Wednesday, September 29, 2010

Service in the Real World

In his speech, The Service of Faith and the Promotion of Justice in American Jesuit Higher Education, Peter-Hans Kolvenbach, emphasizes the importance for Jesuit institutions to guide their students and faculty to strive for social justice. It is not enough to just teach faith but solidarity with others must also be included in this Jesuit education in order for the whole person to fully be educated. This mission in itself allows travel in the sense of relocating to provide aid to those who are considered to be other then yourself. Also this travel takes the participant beyond their own frame of reference used to navigate the world, in order to allow for a space to be created within the self to form solidarity with others. This solidarity is what Kolvenbach promotes through his focus on justice.

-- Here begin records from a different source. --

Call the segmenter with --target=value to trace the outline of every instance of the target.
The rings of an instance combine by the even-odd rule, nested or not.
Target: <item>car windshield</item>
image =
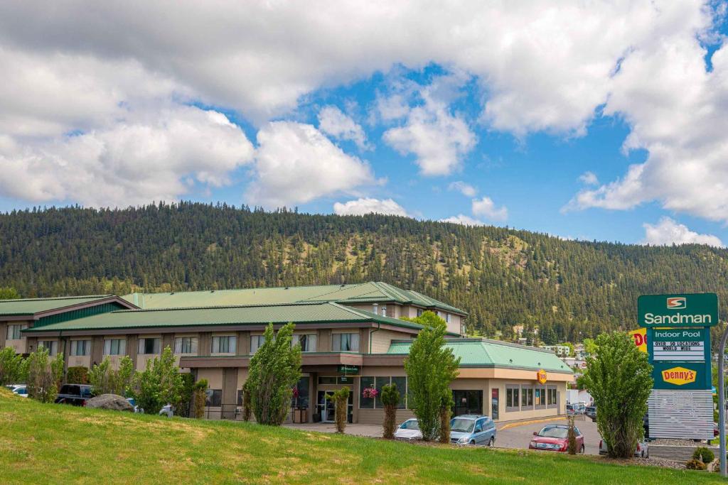
[[[459,433],[471,433],[475,422],[472,420],[465,420],[456,417],[450,422],[450,430]]]
[[[544,426],[539,431],[539,436],[545,438],[566,438],[569,430],[566,428],[557,428],[556,426]]]
[[[408,420],[400,425],[400,430],[419,430],[419,423],[417,420]]]

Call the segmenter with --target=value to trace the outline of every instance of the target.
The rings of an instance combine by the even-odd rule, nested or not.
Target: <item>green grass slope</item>
[[[596,457],[422,446],[40,404],[0,389],[0,483],[702,484]]]

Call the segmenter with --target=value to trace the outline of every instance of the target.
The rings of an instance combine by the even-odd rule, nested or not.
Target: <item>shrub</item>
[[[348,398],[348,396],[347,396]],[[384,405],[384,439],[393,439],[397,425],[397,406],[400,404],[400,391],[396,384],[388,384],[381,388],[381,404]]]
[[[137,372],[132,380],[131,394],[137,406],[146,414],[156,414],[167,404],[178,404],[183,385],[179,370],[169,345],[162,357],[147,361],[144,372]]]
[[[192,394],[193,398],[193,417],[198,420],[205,417],[205,402],[207,400],[207,380],[200,379],[194,383]]]
[[[452,349],[445,347],[444,320],[426,311],[415,321],[426,326],[412,342],[405,358],[405,371],[410,408],[417,417],[422,439],[431,441],[440,434],[442,401],[451,395],[450,383],[457,377],[460,359],[455,358]]]
[[[705,470],[708,468],[708,465],[701,462],[700,460],[688,460],[685,463],[685,468],[688,470]]]
[[[250,401],[256,420],[261,425],[280,426],[285,420],[301,377],[301,345],[291,345],[293,324],[286,324],[277,333],[273,324],[266,328],[265,342],[250,359]]]
[[[336,409],[336,433],[344,433],[347,428],[349,404],[349,388],[344,386],[332,394],[327,394],[326,398],[333,401]]]
[[[716,459],[716,455],[710,448],[705,446],[698,446],[692,454],[694,460],[700,460],[706,465]]]
[[[630,458],[644,433],[652,366],[625,332],[601,334],[596,347],[587,358],[584,384],[599,409],[597,429],[610,457]]]
[[[28,397],[44,403],[52,403],[58,395],[63,378],[63,354],[50,361],[48,349],[41,347],[28,356]]]
[[[25,381],[25,376],[23,373],[23,356],[16,355],[11,347],[0,350],[0,386]]]
[[[89,383],[93,386],[93,393],[125,396],[134,375],[134,363],[129,356],[119,361],[119,369],[111,369],[111,361],[106,356],[101,364],[92,367],[88,374]]]
[[[66,373],[66,382],[71,384],[88,384],[89,369],[86,367],[68,367]]]

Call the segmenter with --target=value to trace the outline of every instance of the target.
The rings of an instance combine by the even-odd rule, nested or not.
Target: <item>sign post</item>
[[[712,439],[710,327],[718,324],[718,296],[642,295],[637,309],[654,381],[649,437]]]

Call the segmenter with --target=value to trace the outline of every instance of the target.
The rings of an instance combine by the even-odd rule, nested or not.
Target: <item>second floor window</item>
[[[124,356],[126,353],[126,339],[106,339],[103,341],[103,355]]]
[[[265,335],[250,335],[250,355],[254,354],[265,342]]]
[[[213,337],[213,353],[235,353],[235,336],[218,335]]]
[[[175,353],[197,353],[197,337],[178,337],[175,338]]]
[[[71,355],[87,356],[91,353],[91,340],[71,340]]]
[[[20,340],[23,338],[23,335],[20,334],[20,330],[25,327],[23,324],[15,324],[15,325],[8,325],[7,326],[7,340]]]
[[[331,335],[331,350],[334,352],[358,352],[359,334],[333,334]]]
[[[317,350],[316,342],[316,334],[305,334],[304,335],[293,335],[290,340],[290,345],[295,345],[300,343],[301,352],[315,352]]]
[[[159,353],[159,345],[162,339],[159,338],[141,338],[139,339],[138,353],[140,355],[151,356]]]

Kolvenbach calls for education to, “’educate the whole person of solidarity for the real world,’” (Kolvenbach 34). This education in solidarity forces the student to take their learning beyond the class room and into the “real world” being beyond that of a person’s individual world or space into a space connected with others. Through this learning process students must physically travel beyond the confines of what they know and what is the space of their world, to go to that of other peoples’ worlds. The physical separation of each person’s world must be taken out of the equation in order for solidarity to be formed among the two parties. By serving others in their environment rather than staying within your own, the ties of separation or otherness can be broken down. This solidarity of people in itself is what truly makes up the real world and the space for social justice changes.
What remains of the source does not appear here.